Trump’s New York Gag Order Appeal Rejected

Catherine Yang
By Catherine Yang
December 14, 2023Donald Trump
Trump’s New York Gag Order Appeal Rejected
Republican presidential candidate, former President Donald Trump speaks at a campaign event at the Hyatt Hotel in Coralville, Iowa, on Dec. 13, 2023. (Scott Olson/Getty Images)

On Dec. 14, a day after testimony ended for the case brought by the New York Attorney General against former President Donald Trump and his Trump Organization for fraud, an appellate court rejected the former president’s appeal of a gag order.

New York Supreme Court Justice Arthur Engoron had issued the order on Oct. 3, the second day of the trial, prohibiting President Trump, and later his attorneys, from making statements about the judge’s staff.

President Trump’s attorneys had opened an article 78 proceeding accusing the judge of acting unlawfully, and asked for a writ of prohibition.

The appellate division panel denied the request largely based on improper procedure.

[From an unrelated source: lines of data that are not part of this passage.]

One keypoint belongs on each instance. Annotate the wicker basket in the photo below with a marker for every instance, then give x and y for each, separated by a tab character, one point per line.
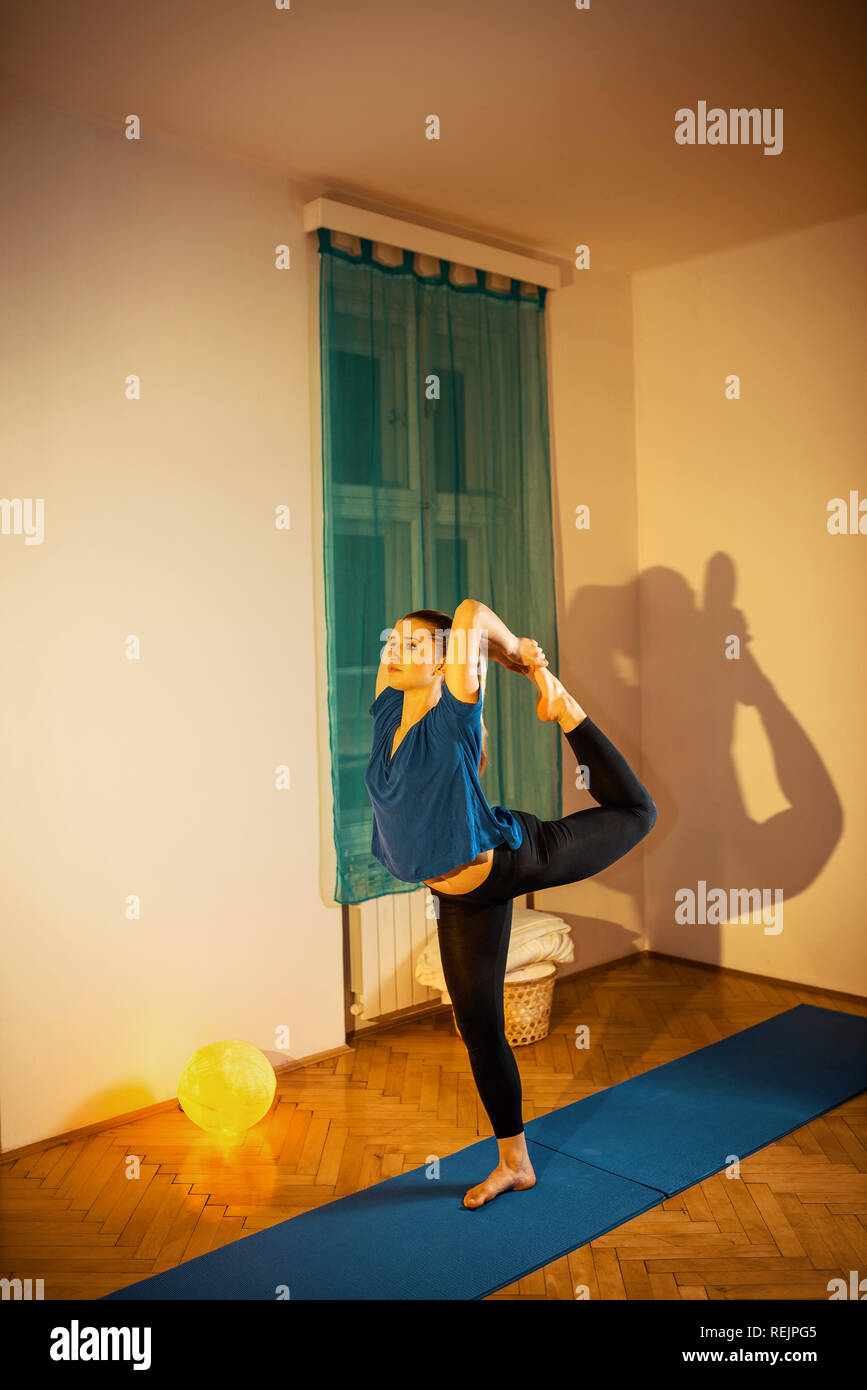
527	1000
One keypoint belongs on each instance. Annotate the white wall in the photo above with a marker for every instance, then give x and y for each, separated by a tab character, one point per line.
592	423
154	777
757	765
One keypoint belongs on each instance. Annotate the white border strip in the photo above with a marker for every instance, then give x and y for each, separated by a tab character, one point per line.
357	221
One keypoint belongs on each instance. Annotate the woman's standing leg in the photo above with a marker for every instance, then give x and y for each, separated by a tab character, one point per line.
474	950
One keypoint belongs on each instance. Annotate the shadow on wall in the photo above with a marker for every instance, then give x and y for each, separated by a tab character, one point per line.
703	831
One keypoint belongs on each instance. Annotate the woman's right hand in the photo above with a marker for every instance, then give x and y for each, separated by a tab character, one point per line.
530	653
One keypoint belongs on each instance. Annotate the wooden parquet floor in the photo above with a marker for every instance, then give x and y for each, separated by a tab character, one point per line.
794	1219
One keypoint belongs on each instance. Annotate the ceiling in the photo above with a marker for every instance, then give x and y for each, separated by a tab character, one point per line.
556	124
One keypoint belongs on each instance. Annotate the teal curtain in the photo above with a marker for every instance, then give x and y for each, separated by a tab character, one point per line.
435	488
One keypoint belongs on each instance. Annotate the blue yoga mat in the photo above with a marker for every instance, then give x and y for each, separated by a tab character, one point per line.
598	1162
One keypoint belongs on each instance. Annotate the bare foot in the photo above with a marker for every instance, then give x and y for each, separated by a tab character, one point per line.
502	1180
555	701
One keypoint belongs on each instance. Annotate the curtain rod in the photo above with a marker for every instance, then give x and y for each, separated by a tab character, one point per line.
427	241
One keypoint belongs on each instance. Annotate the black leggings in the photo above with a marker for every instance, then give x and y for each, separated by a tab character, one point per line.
474	927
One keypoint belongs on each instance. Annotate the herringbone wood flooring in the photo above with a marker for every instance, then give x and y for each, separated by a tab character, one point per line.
794	1219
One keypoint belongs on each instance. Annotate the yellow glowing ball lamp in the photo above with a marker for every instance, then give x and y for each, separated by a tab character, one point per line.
225	1087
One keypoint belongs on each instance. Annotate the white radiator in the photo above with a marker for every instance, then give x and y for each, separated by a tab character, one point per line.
385	938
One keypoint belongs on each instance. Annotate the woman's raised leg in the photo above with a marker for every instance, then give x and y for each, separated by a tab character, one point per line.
587	841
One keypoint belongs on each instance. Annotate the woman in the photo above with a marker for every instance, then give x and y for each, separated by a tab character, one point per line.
434	824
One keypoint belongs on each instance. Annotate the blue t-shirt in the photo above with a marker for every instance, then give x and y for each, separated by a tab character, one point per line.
430	811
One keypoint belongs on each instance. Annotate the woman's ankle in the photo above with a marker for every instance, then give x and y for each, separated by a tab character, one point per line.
571	716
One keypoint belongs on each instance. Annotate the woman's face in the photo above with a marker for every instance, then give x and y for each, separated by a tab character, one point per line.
411	655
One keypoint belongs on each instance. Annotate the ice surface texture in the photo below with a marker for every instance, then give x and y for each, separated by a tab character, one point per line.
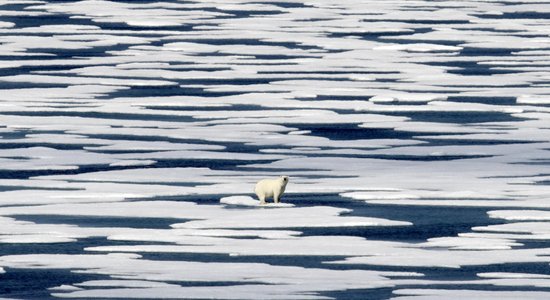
416	135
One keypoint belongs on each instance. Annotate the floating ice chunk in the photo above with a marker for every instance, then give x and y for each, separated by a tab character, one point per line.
127	163
469	243
520	215
65	288
249	201
420	47
6	24
441	294
124	283
534	99
38	238
511	275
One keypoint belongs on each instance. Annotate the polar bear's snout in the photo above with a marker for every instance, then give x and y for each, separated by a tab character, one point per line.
267	188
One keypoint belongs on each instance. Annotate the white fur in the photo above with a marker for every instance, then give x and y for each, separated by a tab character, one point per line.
267	188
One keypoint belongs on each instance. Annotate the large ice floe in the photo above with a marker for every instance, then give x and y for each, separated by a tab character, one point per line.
415	133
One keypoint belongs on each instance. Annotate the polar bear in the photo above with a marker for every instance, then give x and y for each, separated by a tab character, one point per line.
271	188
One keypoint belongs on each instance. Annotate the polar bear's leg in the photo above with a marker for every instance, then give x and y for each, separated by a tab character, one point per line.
276	197
262	199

“To the extent there may have been appealable issues with respect to any of the procedures the court implemented in imposing the financial sanctions, the proper method of review would be to move to vacate the Contempt Orders, and then to take an appeal from the denial of those motions,” the order reads.

In a separate order issued the same day, the appellate division denied as moot the defense’s request to move this appeal to the New York Court of Appeals, the state’s highest court.

“It is ordered that the motion for leave to appeal is denied; that branch of the motion for expedited resolution of the petition is denied as moot,” the clerk wrote.

It is unclear whether the defense will continue to appeal the gag order via the avenues outlined by the appellate court, as the trial is heading to a close.

Closing arguments are scheduled for Jan. 11, 2024.

Gag Order

President Trump has already been fined, and promptly paid, $15,000 for violating the gag order.

The gag order issued at the beginning of the trial suddenly became a topic of focus in recent weeks, as the defense pursued a mistrial motion and are expected to be preparing their post-trial appeal. Defense attorneys argued on the record that Justice Engoron and his principal law clerk had shown bias against the defense, treating the legal counsel differently than how they treated state attorneys trying the case.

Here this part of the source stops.